Trial record 6 of 19 for:    Tay-Sachs Disease

Synergistic Enteral Regimen for Treatment of the Gangliosidoses (Syner-G)

This study is currently recruiting participants. (see Contacts and Locations)
Verified March 2014 by University of Minnesota - Clinical and Translational Science Institute
Sponsor:
Information provided by (Responsible Party):
University of Minnesota - Clinical and Translational Science Institute
ClinicalTrials.gov Identifier:
NCT02030015
First received: December 17, 2013
Last updated: March 5, 2014
Last verified: March 2014
  Purpose

The investigators hypothesize that a combination therapy using miglustat and the ketogenic diet for infantile and juvenile patients with gangliosidoses will create a synergy that 1) improves overall survival for patients with infantile and juvenile gangliosidoses, and 2) improves neurodevelopmental clinical outcomes of therapy, compared to data reported in previous natural history studies, and previous studies using monotherapy with miglustat. The ketogenic diet is indicated for management of seizures in patients with seizure disorders. In this study, the ketogenic diet will be used to prevent or minimize gastrointestinal side-effects of miglustat, and improve response to miglustat therapy. Patients with infantile and juvenile gangliosidoses commonly suffer from seizure disorders, and use of the ketogenic diet in these patients may therefore also improve seizure management.

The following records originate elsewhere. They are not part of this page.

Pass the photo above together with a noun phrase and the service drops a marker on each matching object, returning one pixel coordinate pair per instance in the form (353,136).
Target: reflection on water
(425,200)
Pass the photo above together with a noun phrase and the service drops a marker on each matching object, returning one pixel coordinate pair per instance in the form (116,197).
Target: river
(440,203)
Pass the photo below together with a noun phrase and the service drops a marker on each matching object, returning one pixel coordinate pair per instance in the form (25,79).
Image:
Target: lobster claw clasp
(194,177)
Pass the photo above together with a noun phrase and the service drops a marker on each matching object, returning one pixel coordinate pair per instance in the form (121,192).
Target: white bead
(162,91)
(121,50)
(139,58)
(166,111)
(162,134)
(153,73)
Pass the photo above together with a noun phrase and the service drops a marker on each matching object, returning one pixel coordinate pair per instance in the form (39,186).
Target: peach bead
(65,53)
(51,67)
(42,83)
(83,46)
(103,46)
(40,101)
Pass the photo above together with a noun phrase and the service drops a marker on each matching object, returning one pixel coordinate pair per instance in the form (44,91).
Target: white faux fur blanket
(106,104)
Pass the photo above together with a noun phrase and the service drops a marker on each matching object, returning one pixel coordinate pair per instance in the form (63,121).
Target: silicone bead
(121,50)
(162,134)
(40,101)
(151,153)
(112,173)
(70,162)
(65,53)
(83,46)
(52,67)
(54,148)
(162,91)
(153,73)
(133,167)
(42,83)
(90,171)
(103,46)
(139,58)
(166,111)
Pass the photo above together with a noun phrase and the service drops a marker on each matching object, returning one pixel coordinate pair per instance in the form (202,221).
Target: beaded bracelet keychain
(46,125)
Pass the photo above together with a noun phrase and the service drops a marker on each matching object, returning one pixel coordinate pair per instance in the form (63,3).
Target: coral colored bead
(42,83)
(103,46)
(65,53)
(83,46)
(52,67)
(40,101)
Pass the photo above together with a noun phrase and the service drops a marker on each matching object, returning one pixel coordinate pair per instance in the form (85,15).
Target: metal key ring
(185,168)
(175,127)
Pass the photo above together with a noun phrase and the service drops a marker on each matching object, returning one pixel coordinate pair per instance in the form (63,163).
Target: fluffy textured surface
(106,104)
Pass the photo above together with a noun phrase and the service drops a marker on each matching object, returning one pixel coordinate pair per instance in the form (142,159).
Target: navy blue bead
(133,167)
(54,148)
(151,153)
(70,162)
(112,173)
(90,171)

Condition Intervention Phase
GM1 Gangliosidoses
GM2 Gangliosidoses
Tay-Sachs Disease
Sandhoff Disease
Drug: miglustat
Behavioral: Ketogenic Diet
Phase 4

Study Type: Interventional
Study Design: Endpoint Classification: Efficacy Study
Intervention Model: Single Group Assignment
Masking: Open Label
Primary Purpose: Treatment
Official Title: Synergistic Enteral Regimen for Treatment of the Gangliosidoses (Syner-G)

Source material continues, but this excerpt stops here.